I liked your response, but it may have been delivered more effectively in person. The other concern is whether he forwarded it to anyone in the hierarchy.
Nonetheless, it was written in a way that I don’t think would get you labelled negatively. It’s just unfortunate it might cause you to wonder what impact it might have had on the relationship.
June 11, 2014 at 3:45 am #285934Anonymous
GuestI think SilentDawning has an good point to consider. Also, some of the older generation also don’t handle email well, even if they have an account. Somehow it’s not seen as “real” communication to them, or they have a hard time responding. June 11, 2014 at 5:25 pm #285935Anonymous
GuestHi DB. I appreciate that you handled it respectfully. There might be various reasons why but without good information in a situation I tend not to speculate. In either case the ball is in his court, it’s up to him what he does with it. It’s beyond your control and you’ve done your part. I would just put it aside until he decides to return the ball to you,
I wouldn’t ware much time writing about it. Deal with it one step at a time. I would wait till he makes context or references it to move it further. But I like the way it was handled. With respect and love for those they might receive pain and hurt from such teachings.

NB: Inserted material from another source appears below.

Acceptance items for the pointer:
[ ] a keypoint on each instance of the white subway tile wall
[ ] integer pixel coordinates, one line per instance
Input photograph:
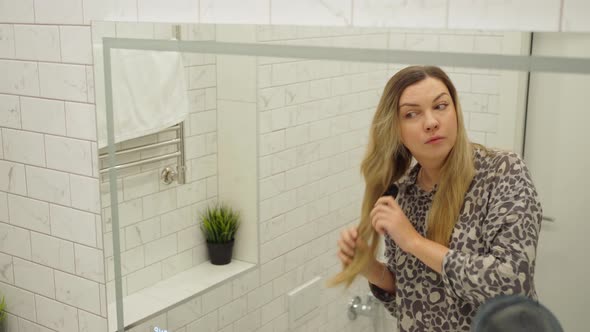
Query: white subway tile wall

June 12, 2014 at 12:36 am #285936Anonymous
GuestI called the person today. Asked if I had given offense. They said it was taking them a while to think it over. That they needed time to reflect. They also HT our Bishop and when doing so must have brought it up with him. The Bishop defended me and helped him see where I was coming from. In our call today he says after thinking it over he agrees with almost every single thing I wrote. I was impressed that he gave it that much weight and am grateful for that willingness in him to consider what I sent him. June 12, 2014 at 12:52 am #285937Anonymous
GuestDBMormon wrote:I called the person today. Asked if I had given offense. They said it was taking them a while to think it over. That they needed time to reflect. They also HT our Bishop and when doing so must have brought it up with him. The Bishop defended me and helped him see where I was coming from. In our call today he says after thinking it over he agrees with almost every single thing I wrote. I was impressed that he gave it that much weight and am grateful for that willingness in him to consider what I sent him.
I’m glad it’s working out as it should. Really, how could he not agree – the stuff is legitimate and approved. I can understand why it might take a bit to sink in, though. It is sometimes difficult to change one’s way of thinking when something has been so ingrained.
June 12, 2014 at 12:53 am #285938Anonymous
Guest
:clap: :thumbup: June 12, 2014 at 4:12 am #285939Anonymous
GuestDBMormon wrote:I called the person today. Asked if I had given offense. They said it was taking them a while to think it over. That they needed time to reflect. They also HT our Bishop and when doing so must have brought it up with him. The Bishop defended me and helped him see where I was coming from. In our call today he says after thinking it over he agrees with almost every single thing I wrote. I was impressed that he gave it that much weight and am grateful for that willingness in him to consider what I sent him.
Thanks for sharing this whole interaction with us. It’s encouraging.